Satria pandangi sang istri dari jauh. Saat pertama kali berjumpa, malah langsung menjadi sepasang suami dan istri. Sungguh membuat d a d a ini berdebar-debar. Hidup bahagia itu sederhana. Cukup didampingi oleh pasangan hidup setiap hari, dan tidur di ranjang yang sama. Eh? Tapi, aku sama Buja kan tidur di kamar terpisah? Hehe, batin Satria. Dia terlihat tenang bersama hp di tangan. Entah apa yang sedang ia lihat di sosial media. Diam-diam dia juga menjepret deretan makanan itu.

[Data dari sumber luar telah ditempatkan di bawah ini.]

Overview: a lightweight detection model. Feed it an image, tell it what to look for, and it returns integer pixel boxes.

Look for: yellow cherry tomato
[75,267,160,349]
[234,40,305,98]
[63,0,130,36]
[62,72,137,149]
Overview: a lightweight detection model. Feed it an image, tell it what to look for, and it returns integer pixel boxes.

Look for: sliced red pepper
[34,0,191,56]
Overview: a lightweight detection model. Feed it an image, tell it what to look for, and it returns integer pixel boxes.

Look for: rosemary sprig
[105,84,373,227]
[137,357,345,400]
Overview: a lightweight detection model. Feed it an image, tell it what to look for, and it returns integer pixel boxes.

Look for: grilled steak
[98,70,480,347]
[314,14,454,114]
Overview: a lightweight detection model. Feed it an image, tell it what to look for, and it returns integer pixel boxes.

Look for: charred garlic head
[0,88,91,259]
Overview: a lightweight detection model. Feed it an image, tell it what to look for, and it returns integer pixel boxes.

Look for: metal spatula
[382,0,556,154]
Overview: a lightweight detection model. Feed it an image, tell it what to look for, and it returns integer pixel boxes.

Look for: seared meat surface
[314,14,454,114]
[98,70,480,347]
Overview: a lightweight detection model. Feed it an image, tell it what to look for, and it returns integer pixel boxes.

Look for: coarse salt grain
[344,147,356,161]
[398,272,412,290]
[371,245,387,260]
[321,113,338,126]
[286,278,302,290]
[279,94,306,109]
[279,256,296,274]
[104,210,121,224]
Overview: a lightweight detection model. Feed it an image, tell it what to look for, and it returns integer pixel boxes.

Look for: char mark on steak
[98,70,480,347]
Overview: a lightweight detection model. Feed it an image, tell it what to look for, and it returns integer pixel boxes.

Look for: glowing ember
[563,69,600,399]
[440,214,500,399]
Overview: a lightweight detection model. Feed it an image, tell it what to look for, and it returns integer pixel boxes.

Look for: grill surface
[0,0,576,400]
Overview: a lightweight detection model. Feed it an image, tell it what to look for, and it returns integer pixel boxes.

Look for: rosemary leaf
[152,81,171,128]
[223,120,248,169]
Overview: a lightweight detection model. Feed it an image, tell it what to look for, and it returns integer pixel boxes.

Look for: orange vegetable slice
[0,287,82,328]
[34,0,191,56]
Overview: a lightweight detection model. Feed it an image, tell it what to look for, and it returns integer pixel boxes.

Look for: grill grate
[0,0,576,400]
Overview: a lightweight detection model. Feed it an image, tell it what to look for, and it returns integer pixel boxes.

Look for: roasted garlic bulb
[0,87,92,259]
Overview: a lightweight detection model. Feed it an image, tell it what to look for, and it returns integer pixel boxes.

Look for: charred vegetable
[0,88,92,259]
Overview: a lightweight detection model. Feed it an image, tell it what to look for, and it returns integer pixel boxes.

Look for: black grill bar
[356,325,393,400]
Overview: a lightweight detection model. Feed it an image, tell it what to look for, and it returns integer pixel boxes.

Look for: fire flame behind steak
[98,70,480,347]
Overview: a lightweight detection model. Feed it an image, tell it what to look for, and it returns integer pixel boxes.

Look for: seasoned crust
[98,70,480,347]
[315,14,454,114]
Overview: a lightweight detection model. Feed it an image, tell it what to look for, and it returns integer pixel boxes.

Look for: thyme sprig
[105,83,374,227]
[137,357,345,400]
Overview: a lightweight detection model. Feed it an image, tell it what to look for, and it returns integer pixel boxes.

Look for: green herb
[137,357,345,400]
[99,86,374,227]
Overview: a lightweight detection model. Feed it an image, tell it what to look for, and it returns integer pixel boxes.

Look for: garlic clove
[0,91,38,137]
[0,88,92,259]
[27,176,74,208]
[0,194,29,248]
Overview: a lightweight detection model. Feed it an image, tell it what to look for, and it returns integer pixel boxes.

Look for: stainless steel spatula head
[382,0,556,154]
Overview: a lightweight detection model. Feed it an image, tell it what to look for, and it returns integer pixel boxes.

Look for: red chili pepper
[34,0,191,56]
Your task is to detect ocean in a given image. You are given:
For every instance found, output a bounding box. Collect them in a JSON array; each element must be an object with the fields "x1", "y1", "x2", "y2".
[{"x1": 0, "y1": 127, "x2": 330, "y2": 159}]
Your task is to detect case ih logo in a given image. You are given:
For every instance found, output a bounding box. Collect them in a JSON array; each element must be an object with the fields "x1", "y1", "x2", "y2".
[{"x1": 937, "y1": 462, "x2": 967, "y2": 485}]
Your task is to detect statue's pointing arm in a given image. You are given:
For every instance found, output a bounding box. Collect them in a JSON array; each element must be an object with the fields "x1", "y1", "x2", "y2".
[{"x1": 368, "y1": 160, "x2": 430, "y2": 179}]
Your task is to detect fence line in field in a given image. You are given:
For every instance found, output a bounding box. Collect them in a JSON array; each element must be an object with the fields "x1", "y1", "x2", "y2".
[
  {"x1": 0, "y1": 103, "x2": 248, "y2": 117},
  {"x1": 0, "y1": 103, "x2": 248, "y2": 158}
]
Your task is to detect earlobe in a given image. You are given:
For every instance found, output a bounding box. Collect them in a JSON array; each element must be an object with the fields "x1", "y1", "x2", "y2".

“Buja?“ seru Satria. Buja terkejut. Ia pun langsung menonaktifkan kamera, dan menoleh pada Satria. “I-iya mas? Eh—om?“ gumam Buja sampai salah memanggil Satria dari panggilan mas, dan kembali menjadi om seperti biasa. Satria m e n g u l u m senyum, lalu mengusap pucuk kepala Buja gemas. “Panggil mas aja nggak papa~“ goda Satria. Duh, paan sih O-om Satria ini? Uh, resein banget, deh, batin Buja. Pipi Buja merona. Dia tersipu malu. Suami sendiri menggoda diri ini. Istri mana yang tidak tersipu?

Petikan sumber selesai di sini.